Alors que seul un établissement recevant du public (ERP) sur deux est accessible, que les aides financières et humaines octroyées varient d’un département à un autre ou que le taux de chômage des personnes handicapées est deux fois plus élevé que celui de la population générale, les chantiers sont nombreux. Le Collectif Handicaps a listé 200 propositions, dont une vingtaine sont jugées prioritaires, et donne rendez-vous le 10 février place de la République, à Paris, pour «une mobilisation générale de soutien aux personnes handicapées et de défense de leurs droits, explique Michaël Jérémiasz, champion de tennis fauteuil et président de l’association Comme les autres. Après les Jeux olympiques et paralympiques, tout le monde vous interpelle pour vous dire à quel point c’est formidable, mais dès le lendemain, c’est la gueule de bois de la réalité du quotidien, avec la difficulté d’accéder à une pratique sportive libre, de se déplacer… Il n’y a pas une journée où je ne suis pas, moi, individu de 43 ans en fauteuil roulant pourtant privilégié, victime de discrimination. On n’a pas le temps d’attendre encore deux, trois, quatre générations pour qu’une personne handicapée puisse jouir des mêmes droits qu’une personne dite valide.»

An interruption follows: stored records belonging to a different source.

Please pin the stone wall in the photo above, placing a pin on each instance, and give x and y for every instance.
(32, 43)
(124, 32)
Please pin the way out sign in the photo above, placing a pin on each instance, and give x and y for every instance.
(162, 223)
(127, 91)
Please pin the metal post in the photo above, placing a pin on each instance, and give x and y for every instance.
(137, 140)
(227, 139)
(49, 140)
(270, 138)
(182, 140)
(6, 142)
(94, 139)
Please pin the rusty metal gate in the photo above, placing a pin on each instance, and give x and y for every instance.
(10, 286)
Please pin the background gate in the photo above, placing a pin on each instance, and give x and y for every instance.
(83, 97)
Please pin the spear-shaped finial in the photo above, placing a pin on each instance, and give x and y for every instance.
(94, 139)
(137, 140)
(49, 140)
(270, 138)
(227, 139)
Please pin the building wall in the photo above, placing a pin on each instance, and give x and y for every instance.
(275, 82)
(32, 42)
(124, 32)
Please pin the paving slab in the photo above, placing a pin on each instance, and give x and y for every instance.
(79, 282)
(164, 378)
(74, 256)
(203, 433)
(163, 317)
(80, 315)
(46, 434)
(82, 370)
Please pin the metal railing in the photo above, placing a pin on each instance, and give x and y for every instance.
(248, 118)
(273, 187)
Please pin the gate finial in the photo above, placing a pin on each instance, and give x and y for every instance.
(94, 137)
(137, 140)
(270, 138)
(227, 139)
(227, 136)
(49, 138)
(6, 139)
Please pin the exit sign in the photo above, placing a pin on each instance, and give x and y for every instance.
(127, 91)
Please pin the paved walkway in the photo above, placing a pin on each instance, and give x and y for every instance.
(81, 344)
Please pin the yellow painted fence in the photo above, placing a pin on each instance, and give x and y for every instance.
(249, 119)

La cinquième branche de la Sécu, «une coquille vide»
Un des gros points noirs étant l’accessibilité des bâtiments – la loi de 2005 donnait dix ans aux ERP pour se mettre en conformité, puis de nouveaux délais ont été octroyés –, le Collectif Handicaps appelle à durcir le ton auprès de celles et ceux qui ne sont toujours pas accessibles. «On est allés au bout de l’incitation, il est temps de recourir maintenant à des sanctions», défend Arnaud de Broca, sans plus de précisions, les modalités devant faire l’objet de négociations.
Autre motif de mécontentement : la cinquième branche de la Sécurité sociale, dédiée à l’autonomie des personnes âgées et handicapées. «Ça reste une coquille vide, faute de vision politique à long terme et de moyens dédiés», tacle Luc Gateau, président de l’Union nationale des associations de parents, de personnes handicapées mentales, et de leurs amis. Rien que sur le volet handicap, 12 milliards d’euros de financement supplémentaires seraient nécessaires, a estimé le collectif. Qui «appelle à une cinquième branche de la Sécurité sociale forte, avec des financements pluriannuels basés sur les besoins des personnes», plaide Luc Gateau.
Alors que la loi de 2005 ouvrait un droit à la compensation (c’est-à-dire le financement d’aides humaines et techniques, notamment), celui-ci «reste largement ineffectif aujourd’hui et l’accès à ce droit relève encore trop souvent du parcours du combattant», relève le collectif. «Les délais d’instruction d’aide s’allongent et les procédures demeurent complexes. Les personnes doivent attendre plus de six mois, voire un an, pour accéder à une aide pourtant vitale, pointe Vincent Harel, coordinateur du Collectif Handicaps en Meurthe-et-Moselle. Il est nécessaire de mieux doter les maisons départementales des personnes handicapées et d’harmoniser leurs pratiques.» Les associations appellent également à la création d’un revenu minimum d’existence au moins égal au seuil de pauvreté, un plan de lutte contre les licenciements pour inaptitude des personnes handicapées ou la mise en place d’observatoires territoriaux des besoins.